If you are experiencing any pregnancy-related oral health issues, please contact us today to schedule an appointment for a consultation. If you would like to read Dear Doctor's entire interview with Nancy O'Dell, please see “Nancy O'Dell.” Dear Doctor also has more on “Pregnancy and Oral Health: Everything You Always Wanted To Know But Never Knew To Ask.”
By the time you reach adulthood, roughly 100 trillion microscopic organisms will have taken up residence in and on your body, outnumbering your own cells 10 to 1. Most are bacteria, a domain of the animal kingdom considered synonymous with disease. But only a few of the thousands of bacterial species cause us harm; the rest are either benign or actually beneficial to our health, including in our mouths.
Dentistry pioneered much of our knowledge about bacteria, developing processes used to identify, classify and understand those species inhabiting our mouths. Science as a whole is catching up with the Human Microbiome Project (HMP) begun in 2007. Through HMP, researchers have catalogued and begun to study more than 10,000 bacterial species.

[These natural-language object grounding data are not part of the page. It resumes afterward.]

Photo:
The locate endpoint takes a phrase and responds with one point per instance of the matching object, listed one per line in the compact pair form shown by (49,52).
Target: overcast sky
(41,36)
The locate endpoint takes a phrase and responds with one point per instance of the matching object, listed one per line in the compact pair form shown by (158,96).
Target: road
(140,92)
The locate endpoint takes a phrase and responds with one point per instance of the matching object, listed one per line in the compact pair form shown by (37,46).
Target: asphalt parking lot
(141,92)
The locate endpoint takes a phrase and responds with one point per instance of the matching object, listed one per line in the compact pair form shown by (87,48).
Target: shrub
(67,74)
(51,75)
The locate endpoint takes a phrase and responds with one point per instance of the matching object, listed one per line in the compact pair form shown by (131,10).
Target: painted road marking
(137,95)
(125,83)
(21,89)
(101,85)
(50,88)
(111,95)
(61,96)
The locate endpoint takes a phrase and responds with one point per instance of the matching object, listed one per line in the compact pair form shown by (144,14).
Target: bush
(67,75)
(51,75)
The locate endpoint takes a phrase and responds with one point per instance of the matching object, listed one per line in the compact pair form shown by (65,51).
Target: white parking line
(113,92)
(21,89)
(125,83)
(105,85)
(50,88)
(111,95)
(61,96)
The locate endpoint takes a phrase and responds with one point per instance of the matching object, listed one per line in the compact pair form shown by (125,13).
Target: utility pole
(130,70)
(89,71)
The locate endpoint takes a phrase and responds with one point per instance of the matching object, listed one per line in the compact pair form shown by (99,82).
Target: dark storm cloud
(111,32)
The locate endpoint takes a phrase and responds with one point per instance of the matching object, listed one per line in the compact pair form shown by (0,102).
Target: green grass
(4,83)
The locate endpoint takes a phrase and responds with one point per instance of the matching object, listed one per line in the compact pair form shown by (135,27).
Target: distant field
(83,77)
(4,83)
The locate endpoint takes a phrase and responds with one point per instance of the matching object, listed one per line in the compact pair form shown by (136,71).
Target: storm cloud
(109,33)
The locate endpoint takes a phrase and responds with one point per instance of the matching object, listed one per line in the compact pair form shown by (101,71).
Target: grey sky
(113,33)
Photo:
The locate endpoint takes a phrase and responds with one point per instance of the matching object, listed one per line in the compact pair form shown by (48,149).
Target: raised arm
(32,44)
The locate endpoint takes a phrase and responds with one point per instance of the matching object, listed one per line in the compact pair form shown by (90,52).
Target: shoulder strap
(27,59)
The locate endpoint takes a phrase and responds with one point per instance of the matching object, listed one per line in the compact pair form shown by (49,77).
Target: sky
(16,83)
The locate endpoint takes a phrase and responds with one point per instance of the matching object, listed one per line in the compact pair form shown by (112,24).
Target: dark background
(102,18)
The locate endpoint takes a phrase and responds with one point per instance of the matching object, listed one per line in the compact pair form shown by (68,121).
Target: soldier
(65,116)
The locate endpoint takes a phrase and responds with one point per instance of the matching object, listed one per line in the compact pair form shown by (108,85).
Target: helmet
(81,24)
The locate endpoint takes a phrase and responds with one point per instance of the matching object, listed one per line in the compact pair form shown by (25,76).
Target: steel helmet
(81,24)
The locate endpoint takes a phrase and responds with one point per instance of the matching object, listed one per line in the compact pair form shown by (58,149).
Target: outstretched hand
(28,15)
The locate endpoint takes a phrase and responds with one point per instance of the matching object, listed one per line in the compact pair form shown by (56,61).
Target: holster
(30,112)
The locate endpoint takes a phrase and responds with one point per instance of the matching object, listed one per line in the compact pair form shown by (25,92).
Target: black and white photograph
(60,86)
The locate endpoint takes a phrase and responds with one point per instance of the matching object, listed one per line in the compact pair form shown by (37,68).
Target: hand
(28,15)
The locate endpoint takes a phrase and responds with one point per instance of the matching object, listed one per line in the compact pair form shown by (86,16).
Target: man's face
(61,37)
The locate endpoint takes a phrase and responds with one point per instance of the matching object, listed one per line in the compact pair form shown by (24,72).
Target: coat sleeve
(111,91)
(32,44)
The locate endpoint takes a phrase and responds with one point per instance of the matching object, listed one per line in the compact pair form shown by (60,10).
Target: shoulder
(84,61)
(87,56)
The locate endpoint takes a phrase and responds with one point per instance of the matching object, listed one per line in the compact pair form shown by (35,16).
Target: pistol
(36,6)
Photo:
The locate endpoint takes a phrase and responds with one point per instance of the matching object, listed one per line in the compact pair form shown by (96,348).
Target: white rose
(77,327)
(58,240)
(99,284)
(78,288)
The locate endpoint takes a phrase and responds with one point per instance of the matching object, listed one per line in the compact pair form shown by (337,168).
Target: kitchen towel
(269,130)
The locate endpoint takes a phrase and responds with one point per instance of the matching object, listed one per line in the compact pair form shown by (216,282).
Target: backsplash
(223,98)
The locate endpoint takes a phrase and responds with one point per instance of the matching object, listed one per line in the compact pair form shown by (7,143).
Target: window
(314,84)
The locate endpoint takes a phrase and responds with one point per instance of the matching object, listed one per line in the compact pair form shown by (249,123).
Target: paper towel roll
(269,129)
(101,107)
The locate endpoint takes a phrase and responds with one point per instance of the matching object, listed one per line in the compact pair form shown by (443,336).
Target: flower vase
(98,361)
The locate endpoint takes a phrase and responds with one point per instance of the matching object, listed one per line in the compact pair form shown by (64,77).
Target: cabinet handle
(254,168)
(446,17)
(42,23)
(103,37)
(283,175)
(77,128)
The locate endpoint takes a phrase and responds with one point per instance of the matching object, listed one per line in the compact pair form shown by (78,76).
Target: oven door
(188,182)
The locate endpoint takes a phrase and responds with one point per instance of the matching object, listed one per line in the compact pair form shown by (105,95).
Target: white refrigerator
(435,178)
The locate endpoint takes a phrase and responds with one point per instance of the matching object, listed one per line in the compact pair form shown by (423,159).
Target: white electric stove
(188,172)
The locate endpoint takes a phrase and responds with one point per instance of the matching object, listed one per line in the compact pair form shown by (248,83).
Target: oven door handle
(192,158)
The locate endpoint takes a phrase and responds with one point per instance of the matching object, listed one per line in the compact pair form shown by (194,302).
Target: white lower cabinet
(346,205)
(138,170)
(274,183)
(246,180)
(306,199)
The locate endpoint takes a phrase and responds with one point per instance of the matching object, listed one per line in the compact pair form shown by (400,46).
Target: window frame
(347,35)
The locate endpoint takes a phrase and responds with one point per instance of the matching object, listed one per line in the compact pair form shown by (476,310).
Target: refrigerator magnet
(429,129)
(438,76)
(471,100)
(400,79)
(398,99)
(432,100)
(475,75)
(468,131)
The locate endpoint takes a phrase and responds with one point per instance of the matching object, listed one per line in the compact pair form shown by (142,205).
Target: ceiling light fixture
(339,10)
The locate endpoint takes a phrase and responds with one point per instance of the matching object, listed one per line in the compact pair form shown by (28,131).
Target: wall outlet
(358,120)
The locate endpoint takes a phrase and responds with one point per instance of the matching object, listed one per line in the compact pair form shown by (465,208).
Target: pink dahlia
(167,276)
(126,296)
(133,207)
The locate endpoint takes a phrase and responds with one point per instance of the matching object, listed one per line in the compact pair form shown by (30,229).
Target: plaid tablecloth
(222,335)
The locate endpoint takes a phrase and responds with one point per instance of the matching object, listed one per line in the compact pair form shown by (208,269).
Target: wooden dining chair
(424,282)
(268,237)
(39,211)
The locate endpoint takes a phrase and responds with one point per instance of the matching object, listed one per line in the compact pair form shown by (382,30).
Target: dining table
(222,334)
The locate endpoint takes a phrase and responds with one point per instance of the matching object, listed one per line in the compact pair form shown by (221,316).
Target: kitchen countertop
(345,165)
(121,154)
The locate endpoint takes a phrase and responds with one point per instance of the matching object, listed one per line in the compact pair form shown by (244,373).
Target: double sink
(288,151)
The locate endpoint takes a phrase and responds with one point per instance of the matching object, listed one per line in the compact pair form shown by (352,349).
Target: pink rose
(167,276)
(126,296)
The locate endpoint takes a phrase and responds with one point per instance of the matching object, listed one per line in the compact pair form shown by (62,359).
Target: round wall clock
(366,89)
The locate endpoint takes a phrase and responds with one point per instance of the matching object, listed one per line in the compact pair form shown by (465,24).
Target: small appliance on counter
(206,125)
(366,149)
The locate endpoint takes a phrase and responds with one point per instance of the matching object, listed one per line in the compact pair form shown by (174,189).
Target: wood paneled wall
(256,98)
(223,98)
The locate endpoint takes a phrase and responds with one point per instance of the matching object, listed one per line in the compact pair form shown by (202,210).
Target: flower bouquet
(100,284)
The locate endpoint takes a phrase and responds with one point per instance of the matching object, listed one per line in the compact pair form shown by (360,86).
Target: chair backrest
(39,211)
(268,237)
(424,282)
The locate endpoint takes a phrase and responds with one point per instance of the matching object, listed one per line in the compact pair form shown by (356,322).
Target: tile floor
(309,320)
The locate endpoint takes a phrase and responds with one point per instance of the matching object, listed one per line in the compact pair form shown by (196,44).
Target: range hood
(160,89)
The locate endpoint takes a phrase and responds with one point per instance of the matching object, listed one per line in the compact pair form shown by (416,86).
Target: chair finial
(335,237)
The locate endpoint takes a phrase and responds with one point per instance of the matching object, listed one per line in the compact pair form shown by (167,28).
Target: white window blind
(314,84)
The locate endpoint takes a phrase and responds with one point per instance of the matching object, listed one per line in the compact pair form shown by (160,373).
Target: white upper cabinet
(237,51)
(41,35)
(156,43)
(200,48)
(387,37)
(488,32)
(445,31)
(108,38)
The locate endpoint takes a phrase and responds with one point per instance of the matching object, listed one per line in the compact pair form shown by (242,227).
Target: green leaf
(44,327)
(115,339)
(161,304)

We’re finding that our bodies develop a symbiotic relationship with many of these creatures invisible to the naked eye. During our infancy the bacteria we ingest from birth and breast feeding begin to interact with our body’s immune system, “teaching” it to refrain from attacking friendly organisms that contribute to health and searching and destroying enemy species that cause disease.
We’re also learning that an imbalance with our individual population of bacteria has links with disease. Our digestive system is a prime example: bacteria related to obesity can overpopulate our digestive tract, while malnutrition can create an environment that produces too many bacteria that inhibit digestion of vitamins and other nutrients.
The same microbial imbalance can occur in the mouth. For example, our typical Western diet encourages the growth of bacteria most associated with tooth decay (Streptococcus mutans). We’re also finding that tobacco smoking creates a mouth environment more conducive to the bacteria that cause gum disease. Just by quitting smoking you can alter that environment to encourage growth of health-promoting bacteria and inhibit growth of malevolent species.
The desired outcome of this knowledge is to develop treatments that target disease-causing bacteria without harming those beneficial to us (as often occurs with traditional antibiotics). In dentistry, such possibilities could help stop the spread of tooth decay, gum disease or similar bacterial infections, while fostering a healthier oral environment that prevents disease and protects health.